5. Het standpunt van de gerechtsdeurwaarder
De gerechtsdeurwaarder heeft gemotiveerd de klacht van klager weersproken.
6. De beoordeling
6.1. Allereerst wordt vastgesteld dat [A], de broer van klager, zelf geen rechtstreeks belang heeft in deze tuchtprocedure. Voor zover de klacht door hem, [A], zou zijn ingediend, zou hij daarin niet-ontvankelijk zijn. Ter zitting heeft hij echter verklaard als gemachtigde van zijn broer [A.P.] op te treden. Het hof beschouwt [A.P.] wel als rechtstreeks belanghebbende. Deze is in zijn klacht dan ook ontvankelijk. Hiermee is in de aanhef van de beslissing reeds rekening gehouden.
6.2. Het hof stelt, evenals de kamer, voorop dat het opmaken van een proces-verbaal van constatering geen ambtshandeling is in de zin van artikel 2 van de Gerechtsdeurwaarderswet (Gdw). Artikel 2 Gdw bevat een limitatieve opsomming van taken waarmee een gerechtsdeurwaarder bij of krachtens de wet belast is. Hieronder valt niet het opmaken van een proces-verbaal van constatering; deze handeling wordt op grond van artikel 20 lid 1 onder e Gdw aangemerkt als een toegestane nevenwerkzaamheid.
De gerechtsdeurwaarder dient weliswaar deze nevenwerkzaamheden in goede en onafhankelijke vervulling van zijn ambt te verrichten, maar het staat de gerechtsdeurwaarder vrij hieraan zijn eigen invulling te geven.
6.3. Naar het oordeel van het hof heeft de gerechtsdeurwaarder, waar het betreft de klachtonderdelen 1, 2 en 3, niet onjuist gehandeld. Voor het opmaken van een proces-verbaal van constatering gelden geen wettelijke vormvoorschriften. De omstandigheid dat de gerechtsdeurwaarder in plaats van kleurenkopieën, zwart/wit kopieën van de foto’s aan de processen-verbaal heeft gehecht en hij de foto’s niet gedateerd heeft, is daarom niet tuchtrechtelijk laakbaar.
Ook verwerpt het hof de klacht dat beide processen-verbaal niet zijn voorzien van een datumstempel, dan wel, zoals klager in hoger beroep heeft betoogd, dat op het proces-verbaal van 8 juli 2010 wel en op het proces-verbaal van 7 juli 2010 geen stempel staat. In beide processen-verbaal staan immers overeenkomstig artikel 45 van het Wetboek van Burgerlijke Rechtsvordering in de aanhef de datum en het tijdstip van constatering vermeld.
Voor zover klager met zijn klacht beoogt te stellen dat op een proces-verbaal de datum gestempeld dient te worden in plaats van getypt, mist die klacht doel, nu de wet geen bepaling kent op grond waarvan dat zou zijn vereist.
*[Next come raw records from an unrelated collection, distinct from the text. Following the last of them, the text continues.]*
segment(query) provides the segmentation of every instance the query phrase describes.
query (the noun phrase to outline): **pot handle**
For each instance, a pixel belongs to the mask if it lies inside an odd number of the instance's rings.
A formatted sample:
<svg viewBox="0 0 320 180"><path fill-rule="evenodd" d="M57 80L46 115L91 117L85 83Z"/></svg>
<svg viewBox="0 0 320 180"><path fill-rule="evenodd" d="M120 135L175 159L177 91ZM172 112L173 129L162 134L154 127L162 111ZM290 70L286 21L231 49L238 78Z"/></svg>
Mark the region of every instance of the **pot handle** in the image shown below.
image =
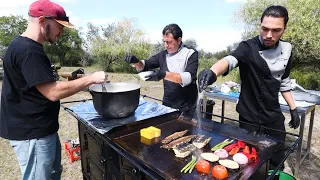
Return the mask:
<svg viewBox="0 0 320 180"><path fill-rule="evenodd" d="M93 91L89 90L89 93L90 93L91 96L93 97L93 95L94 95Z"/></svg>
Op grond van het voorgaande dienen de klachtonderdelen 1 en 3 ongegrond te worden verklaard.
6.4. In de relatie tot zijn opdrachtgever staat het een gerechtsdeurwaarder vrij voor het opmaken van een proces-verbaal van constatering met die opdrachtgever een tarief overeen te komen. Het op het proces-verbaal vermelde bedrag is ook niet aan klager in rekening gebracht. Klachtonderdeel 2 is daarom ongegrond, omdat klager door de wijze van vermelding niet in zijn belangen is geschaad en niet is gebleken dat aan de opdrachtgever geen omzetbelasting in rekening is gebracht.
6.5. Ten aanzien van de klacht betreffende de authenticiteit van de processen-verbaal van 7 en 8 juli 2010 oordeelt het hof als volgt. Zoals ter zitting in hoger beroep reeds is kenbaar gemaakt, heeft het hof moeten constateren dat de aan de beide processen-verbaal gehechte fotobladen, gelet op de afbeeldingen op de foto’s, maar met name de handgeschreven nummering op de foto’s en de daaronder geplaatste handtekeningen van de gerechtsdeurwaarder, op het eerste oog identiek zijn. Alvorens over de gegrondheid van dit laatste klachtonderdeel een beslissing te nemen zal het hof de gerechtsdeurwaarder in de gelegenheid stellen, aannemelijk te maken dat beide processen-verbaal authentiek zijn en dat de foto’s derhalve op beide dagen afzonderlijk zijn genomen. Het hof houdt de gerechtsdeurwaarder voor dat hij bijvoorbeeld de originele processen-verbaal met foto’s (opgevraagd bij de advocaat van zijn opdrachtgever) of de digitale bestanden van de door hem gemaakte foto’s zou kunnen deponeren bij het hof. De gerechtsdeurwaarder dient de stukken uiterlijk
20 november 2012 te hebben overgelegd.
6.6. In verband hiermee wordt de behandeling van de zaak pro forma aangehouden tot 20 november 2012. Na ommekomst van deze datum zal het hof beslissen op welke wijze klager in de gelegenheid kan worden gesteld van het geproduceerde bewijsmateriaal kennis te nemen.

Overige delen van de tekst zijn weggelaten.